# digitalSTROM (Hausautomatisierung) Codesys V3 Rapsberry PI



## bugs52 (3 Dezember 2019)

Hallo

Ich suche eine Lösung für eine Kommunikation zwischen digitalSTROM (dSS20 https://www.digitalstrom.org/allianz/entwickler/developer-resources/) und einem Codesys welches als Runtime auf einem Raspberry PI 3 B+ läuft.
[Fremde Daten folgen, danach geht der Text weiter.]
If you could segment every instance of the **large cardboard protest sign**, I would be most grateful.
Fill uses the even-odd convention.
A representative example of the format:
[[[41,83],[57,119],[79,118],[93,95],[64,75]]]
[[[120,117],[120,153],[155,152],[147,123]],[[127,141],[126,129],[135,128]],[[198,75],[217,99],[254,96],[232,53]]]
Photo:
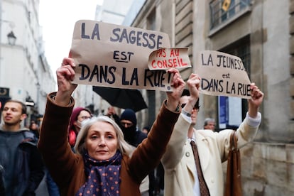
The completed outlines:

Vielleicht hat jemand eine Lösung oder einen möglichen Lösungsansatz.

Hilft dabei eventuell die ‚JSON HTTP Client Library‘ von Codesys?

DigitalSTROM nutzt das 230V-Netz als Datenbus und funktioniert bei mir seit längerem problemlos.
Grundsätzlich möchte ich Messwerte wie z.B. den aktuellen Stromverbrauch von digitalSTROM zu Codesys übertragen aber auch Ereignisse z.B. der Schaltuhr von digitalSTROM zu Codesys senden. Umgekehrt sollten Ereignisse von Codesys, wie Steuerbefehle z.B. Umwälzpumpe Fussbodenheizung ein-aus oder Elektrofahrzeug Batterie laden ein-aus zu digitalSTROM gesendet werden. Die Flexibilität des Datenaustausches hilft um den Eigenverbrauch der Photovoltaikanlage zu erhöhen.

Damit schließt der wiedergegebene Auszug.